The opioid epidemic in the USA has created unique conditions for clinicians. Many are now faced with finding creative solutions to pain management, which has effectively opened the door to the addition of complementary disciplines to some clinical vocabularies.
Epidemics tend to do that. They inspire new ways of thinking and of doing things.
Between 1999 and 2015, over 180,000 people have died from overdoses of opioid medications. These were not street drugs, by any means. These drugs were prescribed by doctors.
So, in response, new pain management protocols are arising to reduce the prevalence of prescribing opioids.
In May 2017, the Food and Drug Administration released its “FDA Education Blueprint for Health Care Providers Involved in the Management or Support of Patients with Pain”. In this document, the FDA recommends chiropractic and acupuncture as a means of managing and relieving pain, as a strategy to reduce opioid dependence in patients struggling with physical pain.
The Blueprint goes on to counsel physicians to consider referrals to chiropractors and acupuncturists to help stem the tide of the epidemic.
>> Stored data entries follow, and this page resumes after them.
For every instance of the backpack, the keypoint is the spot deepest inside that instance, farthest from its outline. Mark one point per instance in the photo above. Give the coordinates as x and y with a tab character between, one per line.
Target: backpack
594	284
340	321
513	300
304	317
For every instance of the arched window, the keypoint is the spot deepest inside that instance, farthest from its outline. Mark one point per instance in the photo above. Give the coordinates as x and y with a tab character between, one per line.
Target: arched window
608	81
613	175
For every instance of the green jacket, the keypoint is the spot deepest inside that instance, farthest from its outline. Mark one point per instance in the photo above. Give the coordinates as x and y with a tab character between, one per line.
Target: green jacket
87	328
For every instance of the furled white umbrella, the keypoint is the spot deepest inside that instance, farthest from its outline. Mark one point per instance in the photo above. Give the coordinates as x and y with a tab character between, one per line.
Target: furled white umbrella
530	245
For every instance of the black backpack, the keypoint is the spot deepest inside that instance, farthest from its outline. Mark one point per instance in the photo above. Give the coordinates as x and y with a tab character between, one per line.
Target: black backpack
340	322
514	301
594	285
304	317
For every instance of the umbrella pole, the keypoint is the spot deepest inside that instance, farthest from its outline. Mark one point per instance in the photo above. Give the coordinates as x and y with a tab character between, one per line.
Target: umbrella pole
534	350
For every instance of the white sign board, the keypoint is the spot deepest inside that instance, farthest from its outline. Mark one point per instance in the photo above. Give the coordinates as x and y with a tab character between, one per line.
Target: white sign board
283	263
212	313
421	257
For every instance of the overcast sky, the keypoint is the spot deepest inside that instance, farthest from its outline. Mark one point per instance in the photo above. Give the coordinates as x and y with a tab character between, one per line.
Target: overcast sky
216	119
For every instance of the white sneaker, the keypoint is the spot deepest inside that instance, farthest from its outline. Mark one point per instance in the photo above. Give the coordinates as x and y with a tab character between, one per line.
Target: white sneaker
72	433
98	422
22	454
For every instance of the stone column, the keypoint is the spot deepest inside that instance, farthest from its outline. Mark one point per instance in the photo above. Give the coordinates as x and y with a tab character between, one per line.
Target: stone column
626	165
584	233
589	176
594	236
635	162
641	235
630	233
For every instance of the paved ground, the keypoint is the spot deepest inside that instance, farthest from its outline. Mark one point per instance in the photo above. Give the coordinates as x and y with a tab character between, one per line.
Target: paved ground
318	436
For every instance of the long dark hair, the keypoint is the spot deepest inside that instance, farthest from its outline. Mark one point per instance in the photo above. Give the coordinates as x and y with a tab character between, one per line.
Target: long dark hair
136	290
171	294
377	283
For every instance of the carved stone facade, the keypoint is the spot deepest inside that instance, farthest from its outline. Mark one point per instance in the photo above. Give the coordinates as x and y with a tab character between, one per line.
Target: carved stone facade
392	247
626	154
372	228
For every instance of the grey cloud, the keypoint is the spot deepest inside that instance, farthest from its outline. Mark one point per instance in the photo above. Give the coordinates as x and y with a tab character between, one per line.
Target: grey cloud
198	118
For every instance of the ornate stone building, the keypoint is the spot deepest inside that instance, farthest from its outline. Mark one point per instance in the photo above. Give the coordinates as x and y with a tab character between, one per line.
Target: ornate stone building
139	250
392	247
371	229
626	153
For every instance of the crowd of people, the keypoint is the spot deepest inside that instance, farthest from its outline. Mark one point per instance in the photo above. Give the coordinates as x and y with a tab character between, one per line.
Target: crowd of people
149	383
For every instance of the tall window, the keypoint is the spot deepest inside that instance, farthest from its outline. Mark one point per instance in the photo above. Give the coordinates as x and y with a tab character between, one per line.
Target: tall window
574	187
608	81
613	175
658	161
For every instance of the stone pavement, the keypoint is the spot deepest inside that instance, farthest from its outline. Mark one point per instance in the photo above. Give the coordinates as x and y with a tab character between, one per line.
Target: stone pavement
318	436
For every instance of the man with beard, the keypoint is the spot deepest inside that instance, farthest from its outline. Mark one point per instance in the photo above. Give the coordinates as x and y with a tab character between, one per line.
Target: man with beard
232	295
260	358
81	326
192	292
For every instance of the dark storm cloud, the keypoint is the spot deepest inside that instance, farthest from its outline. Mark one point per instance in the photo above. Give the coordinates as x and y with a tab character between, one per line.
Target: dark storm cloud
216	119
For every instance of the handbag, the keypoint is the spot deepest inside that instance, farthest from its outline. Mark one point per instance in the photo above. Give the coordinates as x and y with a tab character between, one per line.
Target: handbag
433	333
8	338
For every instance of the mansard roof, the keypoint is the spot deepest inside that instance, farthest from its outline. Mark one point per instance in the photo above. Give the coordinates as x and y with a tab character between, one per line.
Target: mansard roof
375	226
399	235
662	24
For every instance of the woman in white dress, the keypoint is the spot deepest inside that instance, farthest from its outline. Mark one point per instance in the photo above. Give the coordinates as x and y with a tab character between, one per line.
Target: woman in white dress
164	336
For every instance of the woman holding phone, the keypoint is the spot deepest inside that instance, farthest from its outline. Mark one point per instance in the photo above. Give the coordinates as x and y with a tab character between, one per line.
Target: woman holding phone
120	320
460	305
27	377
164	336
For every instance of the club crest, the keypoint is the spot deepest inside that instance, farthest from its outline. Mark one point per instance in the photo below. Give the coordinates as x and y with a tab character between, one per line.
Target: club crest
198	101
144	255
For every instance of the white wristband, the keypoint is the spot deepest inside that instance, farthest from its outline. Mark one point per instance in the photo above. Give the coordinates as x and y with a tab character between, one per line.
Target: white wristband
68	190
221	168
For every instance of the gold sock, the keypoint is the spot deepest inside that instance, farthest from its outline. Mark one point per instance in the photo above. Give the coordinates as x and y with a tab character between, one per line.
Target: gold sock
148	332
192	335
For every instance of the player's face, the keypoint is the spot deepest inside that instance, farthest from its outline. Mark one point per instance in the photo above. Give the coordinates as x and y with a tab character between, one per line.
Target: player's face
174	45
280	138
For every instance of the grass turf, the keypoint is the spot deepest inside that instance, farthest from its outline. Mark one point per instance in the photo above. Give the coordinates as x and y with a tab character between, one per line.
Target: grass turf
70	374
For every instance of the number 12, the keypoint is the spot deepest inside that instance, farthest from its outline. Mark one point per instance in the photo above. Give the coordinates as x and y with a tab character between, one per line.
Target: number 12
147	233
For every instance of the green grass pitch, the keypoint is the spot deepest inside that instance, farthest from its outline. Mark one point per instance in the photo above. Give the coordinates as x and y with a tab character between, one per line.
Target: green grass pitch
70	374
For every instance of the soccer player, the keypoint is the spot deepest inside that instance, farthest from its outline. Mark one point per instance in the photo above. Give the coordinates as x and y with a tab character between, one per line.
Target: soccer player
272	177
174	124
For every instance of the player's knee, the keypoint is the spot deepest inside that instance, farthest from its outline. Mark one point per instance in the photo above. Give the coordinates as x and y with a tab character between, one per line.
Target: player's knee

It also stresses a “multi-disciplinarian approach to pain management”.
But the Blueprint is just part of an ongoing effort on the part of the FDA to address what amounts to a crisis in the abuse of prescription medications. Starting in 2011, the FDA’s efforts have focused on requiring the manufacturers of opioid medications to educate healthcare providers about the potential for abuse.
But now, they’re actively recommending that medical personnel call on the services of people like me to help those suffering, as an answer to opioids.
Chiropractors to the Battlements!
The lobbying efforts of the chiropractic community in the matter of over prescription and abuse of opioids have made me proud. Because my discipline rejects the proposition that drugs are the answer to pain, it’s been invigorating to see chiropractors stepping up on this issue and making real change.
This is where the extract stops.